Groups | Search | Server Info | Keyboard shortcuts | Login | Register [http] [https] [nntp] [nntps]
Groups > comp.lang.python > #18566 > unrolled thread
| Started by | random joe <pywin32@gmail.com> |
|---|---|
| First post | 2012-01-05 14:44 -0800 |
| Last post | 2012-01-05 17:02 -0700 |
| Articles | 17 — 6 participants |
Back to article view | Back to comp.lang.python
Help with python-list archives random joe <pywin32@gmail.com> - 2012-01-05 14:44 -0800
Re: Help with python-list archives Miki Tebeka <miki.tebeka@gmail.com> - 2012-01-05 15:39 -0800
Re: Help with python-list archives random joe <pywin32@gmail.com> - 2012-01-05 15:52 -0800
Re: Help with python-list archives Ian Kelly <ian.g.kelly@gmail.com> - 2012-01-05 17:10 -0700
Re: Help with python-list archives random joe <pywin32@gmail.com> - 2012-01-05 16:45 -0800
Re: Help with python-list archives MRAB <python@mrabarnett.plus.com> - 2012-01-06 01:27 +0000
Re: Help with python-list archives random joe <pywin32@gmail.com> - 2012-01-05 18:14 -0800
Re: Help with python-list archives MRAB <python@mrabarnett.plus.com> - 2012-01-06 03:00 +0000
Re: Help with python-list archives random joe <pywin32@gmail.com> - 2012-01-05 20:01 -0800
Re: Help with python-list archives random joe <pywin32@gmail.com> - 2012-01-05 20:08 -0800
Re: Help with python-list archives Chris Angelico <rosuav@gmail.com> - 2012-01-06 15:12 +1100
Re: Help with python-list archives Ian Kelly <ian.g.kelly@gmail.com> - 2012-01-06 00:45 -0700
Re: Help with python-list archives Anssi Saari <as@sci.fi> - 2012-01-10 16:47 +0200
Re: Help with python-list archives Chris Angelico <rosuav@gmail.com> - 2012-01-06 15:11 +1100
Re: Help with python-list archives Ian Kelly <ian.g.kelly@gmail.com> - 2012-01-06 00:41 -0700
Re: Help with python-list archives random joe <pywin32@gmail.com> - 2012-01-06 16:55 -0800
Re: Help with python-list archives Ian Kelly <ian.g.kelly@gmail.com> - 2012-01-05 17:02 -0700
| From | random joe <pywin32@gmail.com> |
|---|---|
| Date | 2012-01-05 14:44 -0800 |
| Subject | Help with python-list archives |
| Message-ID | <78484055-dd01-4237-9217-9eb038fc744f@p16g2000yqd.googlegroups.com> |
Hi. I am new to python and wanted to search the python-list archives for answers to my many questions but i can't seem to get the archive files to uncompressed? What gives? From what i understand they are gzip files so i assumed the gzip module would work, but no! The best i could do was to get a ton of chinese chars using gzip and zlib.uncompress(). I would like to be courteous and search for my answers before asking so as not to waste anyones time. Does anyone know how to uncompress these files into a readable text form?

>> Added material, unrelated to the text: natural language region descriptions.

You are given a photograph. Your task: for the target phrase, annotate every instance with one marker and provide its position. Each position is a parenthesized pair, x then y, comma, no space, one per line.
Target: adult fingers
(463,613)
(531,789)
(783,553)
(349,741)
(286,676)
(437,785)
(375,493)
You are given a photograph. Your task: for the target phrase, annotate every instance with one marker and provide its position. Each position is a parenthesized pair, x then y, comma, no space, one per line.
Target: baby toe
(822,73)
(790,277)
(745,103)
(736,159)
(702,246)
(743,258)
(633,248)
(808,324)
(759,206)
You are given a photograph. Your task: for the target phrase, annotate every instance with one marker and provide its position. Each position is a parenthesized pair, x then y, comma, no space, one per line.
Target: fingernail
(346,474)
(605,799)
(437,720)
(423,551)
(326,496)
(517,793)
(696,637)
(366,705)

[toc] | [next] | [standalone]
| From | Miki Tebeka <miki.tebeka@gmail.com> |
|---|---|
| Date | 2012-01-05 15:39 -0800 |
| Message-ID | <14749754.624.1325806776674.JavaMail.geo-discussion-forums@vbgw2> |
| In reply to | #18566 |
Is there Google groups search not good enough? (groups.google.com/group/comp.lang.python) Also, can you give an example of the code and an input file?

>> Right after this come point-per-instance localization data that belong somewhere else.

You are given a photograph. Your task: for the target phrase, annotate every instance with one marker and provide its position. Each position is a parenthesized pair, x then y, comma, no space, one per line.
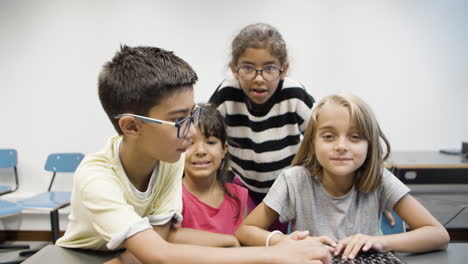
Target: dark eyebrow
(326,128)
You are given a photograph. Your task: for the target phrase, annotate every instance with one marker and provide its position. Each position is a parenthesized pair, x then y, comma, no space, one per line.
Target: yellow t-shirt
(104,208)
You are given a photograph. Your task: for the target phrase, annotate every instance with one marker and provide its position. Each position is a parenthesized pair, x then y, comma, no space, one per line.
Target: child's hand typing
(327,241)
(353,244)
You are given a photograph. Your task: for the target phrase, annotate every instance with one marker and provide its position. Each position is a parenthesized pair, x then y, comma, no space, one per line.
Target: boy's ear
(130,126)
(285,71)
(234,71)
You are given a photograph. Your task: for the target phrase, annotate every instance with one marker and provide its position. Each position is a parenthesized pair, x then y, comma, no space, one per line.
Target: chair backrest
(62,162)
(8,158)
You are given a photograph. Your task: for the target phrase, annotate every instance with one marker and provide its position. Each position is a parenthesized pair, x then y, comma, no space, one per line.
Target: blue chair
(385,227)
(8,209)
(54,200)
(8,159)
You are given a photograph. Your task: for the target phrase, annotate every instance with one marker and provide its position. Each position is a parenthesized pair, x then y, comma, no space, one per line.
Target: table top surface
(426,160)
(455,254)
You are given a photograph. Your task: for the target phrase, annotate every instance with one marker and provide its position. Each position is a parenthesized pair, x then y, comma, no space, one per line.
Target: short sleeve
(281,199)
(391,190)
(109,213)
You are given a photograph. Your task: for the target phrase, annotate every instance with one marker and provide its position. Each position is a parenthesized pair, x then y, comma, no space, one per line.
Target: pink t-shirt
(225,219)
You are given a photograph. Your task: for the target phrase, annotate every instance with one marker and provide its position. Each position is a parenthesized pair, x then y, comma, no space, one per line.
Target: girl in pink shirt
(210,201)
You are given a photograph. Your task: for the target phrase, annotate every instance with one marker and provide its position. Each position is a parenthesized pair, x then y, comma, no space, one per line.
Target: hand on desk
(390,218)
(125,258)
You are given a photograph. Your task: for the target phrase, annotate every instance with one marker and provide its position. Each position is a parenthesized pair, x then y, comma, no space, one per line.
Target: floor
(13,255)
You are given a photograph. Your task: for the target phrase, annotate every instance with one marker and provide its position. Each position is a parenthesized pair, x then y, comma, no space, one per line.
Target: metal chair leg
(55,226)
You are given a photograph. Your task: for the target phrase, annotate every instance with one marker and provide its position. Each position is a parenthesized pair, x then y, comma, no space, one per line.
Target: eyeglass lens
(269,72)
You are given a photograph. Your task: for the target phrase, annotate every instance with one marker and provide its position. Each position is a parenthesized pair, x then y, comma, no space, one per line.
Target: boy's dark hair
(138,78)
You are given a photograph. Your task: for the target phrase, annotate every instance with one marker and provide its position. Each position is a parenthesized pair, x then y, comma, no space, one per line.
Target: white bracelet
(267,243)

[toc] | [prev] | [next] | [standalone]
| From | random joe <pywin32@gmail.com> |
|---|---|
| Date | 2012-01-05 15:52 -0800 |
| Message-ID | <8f3b98e1-3b21-4f06-8456-0a555a7ee523@u32g2000yqe.googlegroups.com> |
| In reply to | #18567 |
On Jan 5, 5:39 pm, Miki Tebeka <miki.teb...@gmail.com> wrote:
> Is the Google groups search not good enough?
That works but i would like to do some regexes and set up some
defaults.
> Also, can you give an example of the code and an input file?

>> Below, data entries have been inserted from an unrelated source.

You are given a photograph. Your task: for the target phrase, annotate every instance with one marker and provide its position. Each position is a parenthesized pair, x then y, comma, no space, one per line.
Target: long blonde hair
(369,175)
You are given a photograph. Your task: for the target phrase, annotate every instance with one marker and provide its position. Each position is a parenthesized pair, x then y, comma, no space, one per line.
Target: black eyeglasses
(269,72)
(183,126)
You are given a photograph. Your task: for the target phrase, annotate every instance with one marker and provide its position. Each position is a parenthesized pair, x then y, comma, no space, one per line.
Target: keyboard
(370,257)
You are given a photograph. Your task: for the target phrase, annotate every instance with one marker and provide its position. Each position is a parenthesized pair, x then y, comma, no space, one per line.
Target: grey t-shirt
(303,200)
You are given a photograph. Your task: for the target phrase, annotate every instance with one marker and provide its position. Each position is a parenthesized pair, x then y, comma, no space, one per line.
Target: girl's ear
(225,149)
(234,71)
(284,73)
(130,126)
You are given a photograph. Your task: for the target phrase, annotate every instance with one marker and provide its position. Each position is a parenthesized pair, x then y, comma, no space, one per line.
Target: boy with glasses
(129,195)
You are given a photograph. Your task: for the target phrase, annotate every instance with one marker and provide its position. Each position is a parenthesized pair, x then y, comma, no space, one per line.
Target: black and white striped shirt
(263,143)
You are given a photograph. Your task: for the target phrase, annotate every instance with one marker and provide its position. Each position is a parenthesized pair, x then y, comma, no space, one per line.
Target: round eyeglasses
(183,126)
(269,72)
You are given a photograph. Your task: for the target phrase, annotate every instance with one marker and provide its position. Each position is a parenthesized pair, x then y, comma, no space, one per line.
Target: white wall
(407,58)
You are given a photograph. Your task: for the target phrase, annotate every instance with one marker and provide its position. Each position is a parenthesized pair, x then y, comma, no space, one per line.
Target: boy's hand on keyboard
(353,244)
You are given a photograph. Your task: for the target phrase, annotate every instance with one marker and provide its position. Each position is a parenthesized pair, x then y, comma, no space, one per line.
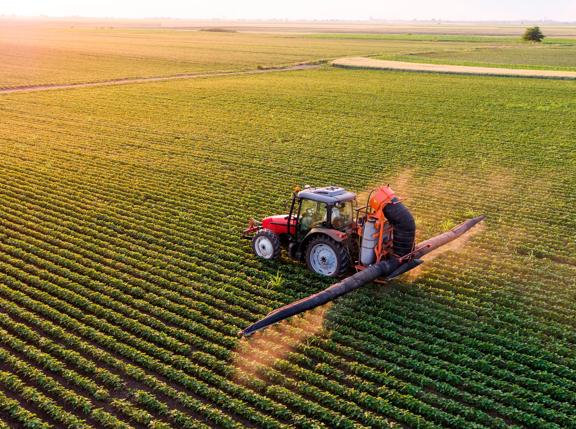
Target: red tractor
(325,229)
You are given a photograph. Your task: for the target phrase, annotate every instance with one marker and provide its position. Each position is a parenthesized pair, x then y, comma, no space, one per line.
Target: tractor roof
(328,194)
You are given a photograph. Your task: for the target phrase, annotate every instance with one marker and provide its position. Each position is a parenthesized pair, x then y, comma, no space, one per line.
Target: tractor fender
(334,234)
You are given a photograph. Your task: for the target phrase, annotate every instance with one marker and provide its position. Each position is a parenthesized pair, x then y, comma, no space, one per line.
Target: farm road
(371,63)
(125,81)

Sure. Take the most recent file as example. "2012 - January.txt.gz".
If you use the python doc example this is the result. If i use "r" or
"rb" the result is the same.
>>> import gzip
>>> f1 = gzip.open('C:\\2012-January.txt.gz', 'rb')
>>> data = f1.read()
>>> data[:100]
'\x1f\x8b\x08\x08x\n\x05O\x02\xff/srv/mailman/archives/private/python-
list/2012-January.txt\x00\xec\xbdy\x7f\xdb\xc6\xb50\xfcw\xf0)\xa6z|+
\xaa!!l\xdc\x14[\x8b-;V\xe2-\x92\x12'
>>> f2 = gzip.open('C:\\2012-January.txt.gz', 'r')
>>> data = f2.read()
>>> data[:100]
'\x1f\x8b\x08\x08x\n\x05O\x02\xff/srv/mailman/archives/private/python-
list/2012-January.txt\x00\xec\xbdy\x7f\xdb\xc6\xb50\xfcw\xf0)\xa6z|+
\xaa!!l\xdc\x14[\x8b-;V\xe2-\x92\x12'
The docs and google provide no clear answer. I even tried 7zip and
ended up with nothing but gibberish characters. There must be levels
of compression or something. Why could they not simply use the tar
format? Is there anywhere else one can download the archives?
[toc] | [prev] | [next] | [standalone]
| From | Ian Kelly <ian.g.kelly@gmail.com> |
|---|---|
| Date | 2012-01-05 17:10 -0700 |
| Message-ID | <mailman.4463.1325808641.27778.python-list@python.org> |
| In reply to | #18568 |
On Thu, Jan 5, 2012 at 4:52 PM, random joe <pywin32@gmail.com> wrote:
> Sure. Take the most recent file as example. "2012 - January.txt.gz".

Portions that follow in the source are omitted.